The above YAML snippet defines three formatters.  The first, with id
``brief``, is a standard ``logging.Formatter`` instance with the
specified format string.  The second, with id ``default``, has a longer
format and also defines the time format explicitly, and will result in a
``logging.Formatter`` initialized with those two format strings.  Shown in
Python source form, the ``brief`` and ``default`` formatters have
have configuration sub-dictionaries::
  
  {
    'format' : '%(message)s'
  }
    
and::
  
  {
    'format' : '%(asctime)s %(levelname)-8s %(name)-15s %(message)s',
    'datefmt' : '%Y-%m-%d %H:%M:%S'
  }
  
respectively, and as these dictionaries do not contain the special key
``'()'``, the instantiation is inferred from the context: as a result,
standard ``logging.Formatter`` instances are created.  The configuration
sub-dictionary for the third formatter, with id ``custom``, is::

  {
    '()' : 'my.package.customFormatterFactory',
    'bar' : 'baz',
    'spam' : 99.9,
    'answer' : 42
  }
  
and this contains the special key ``'()'``, which means that user-defined
instantiation is wanted.  In this case, the specified factory callable will be
located using normal import mechanisms and called with the *remaining* items
in the configuration sub-dictionary as keyword arguments.  In the above
example, the formatter with id ``custom`` will be assumed to be returned by
the call::

  my.package.customFormatterFactory(bar="baz", spam=99.9, answer=42)  

The key ``'()'`` has been used as the special key because it is not a valid
keyword parameter name, and so will not clash with the names of the keyword
arguments used in the call.  The ``'()'`` also serves as a mnemonic that the
corresponding value is a callable.

Access to external objects
''''''''''''''''''''''''''

There are times where a configuration will need to refer to objects external
to the configuration, for example ``sys.stderr``.  If the configuration dict
is constructed using Python code then this is straightforward, but a problem
arises when the configuration is provided via a text file (e.g.

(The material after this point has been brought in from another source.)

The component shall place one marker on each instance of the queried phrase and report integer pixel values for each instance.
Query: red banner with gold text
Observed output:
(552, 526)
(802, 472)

JSON, YAML).
In a text file, there is no standard way to distinguish ``sys.stderr`` from
the literal string ``'sys.stderr'``.  To facilitate this distinction, the
configuration system will look for certain special prefixes in string values
and treat them specially. For example, if the literal string
``'ext://sys.stderr'`` is provided as a value in the configuration, then the
``ext://`` will be stripped off and the remainder of the value processed using
normal import mechanisms.

The handling of such prefixes will be done in a way analogous to protocol
handling: there will be a generic mechanism to look for prefixes which match
the regular expression ``^(?P<prefix>[a-z]+)://(?P<suffix>.*)$`` whereby, if
the ``prefix`` is recognised, the ``suffix`` is processed in a prefix-
dependent manner and the result of the processing replaces the string value.
If the prefix is not recognised, then the string value will be left as-is.

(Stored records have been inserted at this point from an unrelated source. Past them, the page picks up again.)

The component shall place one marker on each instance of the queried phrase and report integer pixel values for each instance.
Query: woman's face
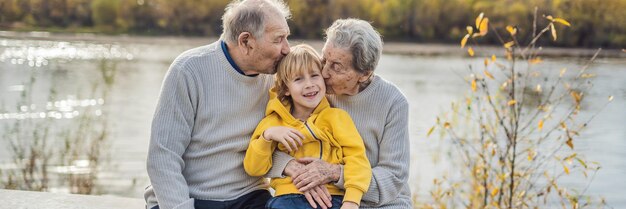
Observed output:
(339, 74)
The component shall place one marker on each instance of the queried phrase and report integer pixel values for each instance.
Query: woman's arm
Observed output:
(392, 171)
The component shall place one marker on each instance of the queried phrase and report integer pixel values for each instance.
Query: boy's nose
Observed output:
(325, 73)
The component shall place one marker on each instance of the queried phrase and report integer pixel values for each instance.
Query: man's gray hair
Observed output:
(250, 16)
(360, 38)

The implementation will provide for a set of standard prefixes such as
``ext://`` but it will be possible to disable the mechanism completely or
provide additional or different prefixes for special handling.

Dictionary Schema - Detail
--------------------------

The dictionary passed to ``dictConfig()`` must contain the following keys:

* `version` - to be set to an integer value representing the schema
  version.  The only valid value at present is 1, but having this key allows
  the schema to evolve while still preserving backwards compatibility.

All other keys are optional, but if present they will be interpreted as described
below.  In all cases below where a 'configuring dict' is mentioned, it will be
checked for the special ``'()'`` key to see if a custom instantiation is
required.  If so, the mechanism described above is used to instantiate;
otherwise, the context is used to determine how to instantiate.

* `formatters` - the corresponding value will be a dict in which each key is
  a formatter id and each value is a dict describing how to configure the
  corresponding Formatter instance.
  
  The configuring dict is searched for keys ``format`` and ``datefmt`` (with
  defaults of ``None``) and these are used to construct a
  ``logging.Formatter`` instance.

* `filters` - the corresponding value will be a dict in which each key is
  a filter id and each value is a dict describing how to configure the
  corresponding Filter instance.

  The configuring dict is searched for key ``name`` (defaulting to the empty
  string) and this is used to construct a ``logging.Filter`` instance.

* `handlers` - the corresponding value will be a dict in which each key is
  a handler id and each value is a dict describing how to configure the
  corresponding Handler instance.

  The configuring dict is searched for the following keys:
  
  * ``class`` (mandatory).  This is the fully qualified name of the handler
    class.
    
  * ``level`` (optional).  The level of the handler.
  
  * ``formatter`` (optional).  The id of the formatter for this handler.
  
  * ``filters`` (optional).  A list of ids of the filters for this handler.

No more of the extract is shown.